En progression en janvier, l’activité économique devrait se maintenir en février hormis dans le bâtiment
Après avoir progressé « au-delà du niveau national » au mois de janvier, l’activité économique régionale devrait rester « soutenue » en février dans l’industrie et les services marchands, indique le 16 février a Banque de France Occitanie dans sa dernière enquête mensuelle de conjoncture. Seule exception, le secteur du bâtiment où l’activité ressort en « net recul » le mois dernier et devrait se maintenir à « un bas niveau ». Côté effectifs, si dans l’ensemble, ces derniers sont restés relativement stables, « des variations sectorielles ont été observées avec d’une part l’agroalimentaire, le spatial, l’ingénierie et les services informatiques en hausse, et de l’autre la filière bois, la métallurgie et la restauration en baisse. »

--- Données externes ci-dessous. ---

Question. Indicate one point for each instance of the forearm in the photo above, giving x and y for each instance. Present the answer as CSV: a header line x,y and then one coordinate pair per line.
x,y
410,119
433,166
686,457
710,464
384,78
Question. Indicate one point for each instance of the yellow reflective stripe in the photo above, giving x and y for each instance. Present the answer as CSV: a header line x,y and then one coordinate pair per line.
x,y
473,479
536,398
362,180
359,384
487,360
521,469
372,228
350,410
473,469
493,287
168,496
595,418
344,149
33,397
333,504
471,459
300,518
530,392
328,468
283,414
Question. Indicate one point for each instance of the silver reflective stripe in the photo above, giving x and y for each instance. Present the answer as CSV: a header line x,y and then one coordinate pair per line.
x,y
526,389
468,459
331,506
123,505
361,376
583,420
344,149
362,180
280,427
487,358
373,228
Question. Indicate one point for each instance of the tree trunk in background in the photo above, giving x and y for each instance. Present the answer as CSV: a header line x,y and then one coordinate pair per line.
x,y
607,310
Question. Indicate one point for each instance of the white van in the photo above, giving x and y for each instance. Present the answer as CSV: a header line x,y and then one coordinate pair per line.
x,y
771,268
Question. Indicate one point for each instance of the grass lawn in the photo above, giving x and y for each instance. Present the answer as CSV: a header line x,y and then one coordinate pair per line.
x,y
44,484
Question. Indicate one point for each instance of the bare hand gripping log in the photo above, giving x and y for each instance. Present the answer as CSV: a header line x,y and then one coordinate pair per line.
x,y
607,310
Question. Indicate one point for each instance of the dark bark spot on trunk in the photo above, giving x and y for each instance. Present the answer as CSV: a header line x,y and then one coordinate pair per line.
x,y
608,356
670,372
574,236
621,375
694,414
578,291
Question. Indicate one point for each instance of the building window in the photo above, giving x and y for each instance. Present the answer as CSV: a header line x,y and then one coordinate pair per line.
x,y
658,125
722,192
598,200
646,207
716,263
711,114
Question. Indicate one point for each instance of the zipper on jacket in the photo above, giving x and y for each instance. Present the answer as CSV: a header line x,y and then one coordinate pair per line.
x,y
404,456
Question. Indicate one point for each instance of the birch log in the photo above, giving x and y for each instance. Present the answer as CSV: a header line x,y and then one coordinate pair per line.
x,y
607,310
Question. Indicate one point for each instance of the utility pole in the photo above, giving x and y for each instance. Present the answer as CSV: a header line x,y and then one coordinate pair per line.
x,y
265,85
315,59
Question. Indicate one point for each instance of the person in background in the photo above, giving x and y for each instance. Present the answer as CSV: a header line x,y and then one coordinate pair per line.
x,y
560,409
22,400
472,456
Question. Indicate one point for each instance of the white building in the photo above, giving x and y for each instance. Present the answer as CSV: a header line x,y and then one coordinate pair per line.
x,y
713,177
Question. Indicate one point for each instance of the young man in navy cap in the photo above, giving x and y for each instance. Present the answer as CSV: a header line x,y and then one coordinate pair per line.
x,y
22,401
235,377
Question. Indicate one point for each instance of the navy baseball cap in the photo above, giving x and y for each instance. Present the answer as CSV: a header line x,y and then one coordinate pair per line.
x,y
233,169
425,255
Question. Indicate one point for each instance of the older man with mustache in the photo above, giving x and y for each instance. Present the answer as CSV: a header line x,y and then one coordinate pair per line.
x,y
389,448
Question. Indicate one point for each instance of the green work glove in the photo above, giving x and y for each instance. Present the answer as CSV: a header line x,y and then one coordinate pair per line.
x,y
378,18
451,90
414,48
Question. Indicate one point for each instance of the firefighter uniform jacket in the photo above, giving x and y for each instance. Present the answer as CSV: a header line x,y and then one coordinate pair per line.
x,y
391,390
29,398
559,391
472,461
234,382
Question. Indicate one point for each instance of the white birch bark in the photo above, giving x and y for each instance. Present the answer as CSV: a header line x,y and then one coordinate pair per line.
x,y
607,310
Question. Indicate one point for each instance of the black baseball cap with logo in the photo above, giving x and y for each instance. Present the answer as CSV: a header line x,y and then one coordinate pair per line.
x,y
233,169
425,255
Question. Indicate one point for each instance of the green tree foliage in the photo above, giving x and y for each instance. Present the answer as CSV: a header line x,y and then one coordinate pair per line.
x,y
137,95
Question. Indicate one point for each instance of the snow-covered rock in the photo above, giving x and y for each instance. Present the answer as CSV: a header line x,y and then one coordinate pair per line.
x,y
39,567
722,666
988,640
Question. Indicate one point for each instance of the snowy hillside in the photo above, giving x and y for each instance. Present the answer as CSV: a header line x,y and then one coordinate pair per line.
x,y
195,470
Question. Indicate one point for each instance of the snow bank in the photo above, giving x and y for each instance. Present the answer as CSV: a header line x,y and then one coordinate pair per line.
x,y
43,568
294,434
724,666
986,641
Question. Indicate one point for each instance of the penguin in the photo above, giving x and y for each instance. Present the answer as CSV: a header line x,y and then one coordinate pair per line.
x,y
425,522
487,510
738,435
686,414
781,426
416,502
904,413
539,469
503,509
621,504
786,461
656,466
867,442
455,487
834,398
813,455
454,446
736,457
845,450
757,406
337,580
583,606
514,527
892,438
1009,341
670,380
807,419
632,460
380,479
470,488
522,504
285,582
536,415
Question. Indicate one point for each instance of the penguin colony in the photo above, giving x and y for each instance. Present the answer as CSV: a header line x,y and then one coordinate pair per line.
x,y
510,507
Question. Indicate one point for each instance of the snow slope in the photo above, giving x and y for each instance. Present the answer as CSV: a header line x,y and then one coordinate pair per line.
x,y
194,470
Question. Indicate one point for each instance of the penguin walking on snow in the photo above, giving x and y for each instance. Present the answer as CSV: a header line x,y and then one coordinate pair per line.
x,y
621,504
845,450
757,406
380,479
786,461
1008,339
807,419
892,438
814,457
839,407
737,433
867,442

L'activité des services soutenues par l'industrie
Dans l’industrie, « l’activité a progressé dans la majorité des grandes branches industrielles hormis dans l’automobile », précise cette étude et les effectifs ont « peu évolué dans l’ensemble ». Les trésoreries se redressent légèrement et es carnets de commandes se regarnissent « tout en restant jugés étroits chez les équipementiers. » L’activité devrait « poursuivre sa croissance, des recrutements seraient effectués et les revalorisations tarifaires en cours seraient modérées. » Autre constat, les évolutions des prix des intrants ont été majoritairement répercutées sur les prix de vente : « À la baisse dans l’automobile et à la hausse dans la chimie, la métallurgie et la fabrication de machines. » L’activité des services marchands « s’est renforcée durant le mois de janvier, soutenue par la demande du secteur industriel. » Les niveaux de prix comme d’effectifs ont été préservés, et les trésoreries « se redressent et s’approchent de l’équilibre. » Ce dynamisme se poursuivrait en février, favorisé de nouveau par une hausse des commandes de l’industrie. « Aucun recrutement ou réajustement des prix ne serait prévu. » Enfin, dans un contexte politique d’incertitudes élevées, « l’activité du bâtiment s’est fortement repliée. » Conséquence, les prix ont accusé une nette baisse dans le second-œuvre, en raison d’une concurrence grandissante. En prévision d’une reprise de l’activité, les effectifs ont été plutôt conservés. « Les carnets de commandes demeurent fragiles, principalement pour le gros œuvre », poursuit la Banque de France. Dans les travaux publics, l’activité a progressé au dernier trimestre 2025 « avec un recours à l’intérim plus soutenu », et ralentirait au premier trimestre 2026, « en raison du contexte pré-électoral. » Dans les services, les prix ont peu varié tandis que dans le bâtiment, une forte baisse des prix des devis a été enregistrée dans le second œuvre.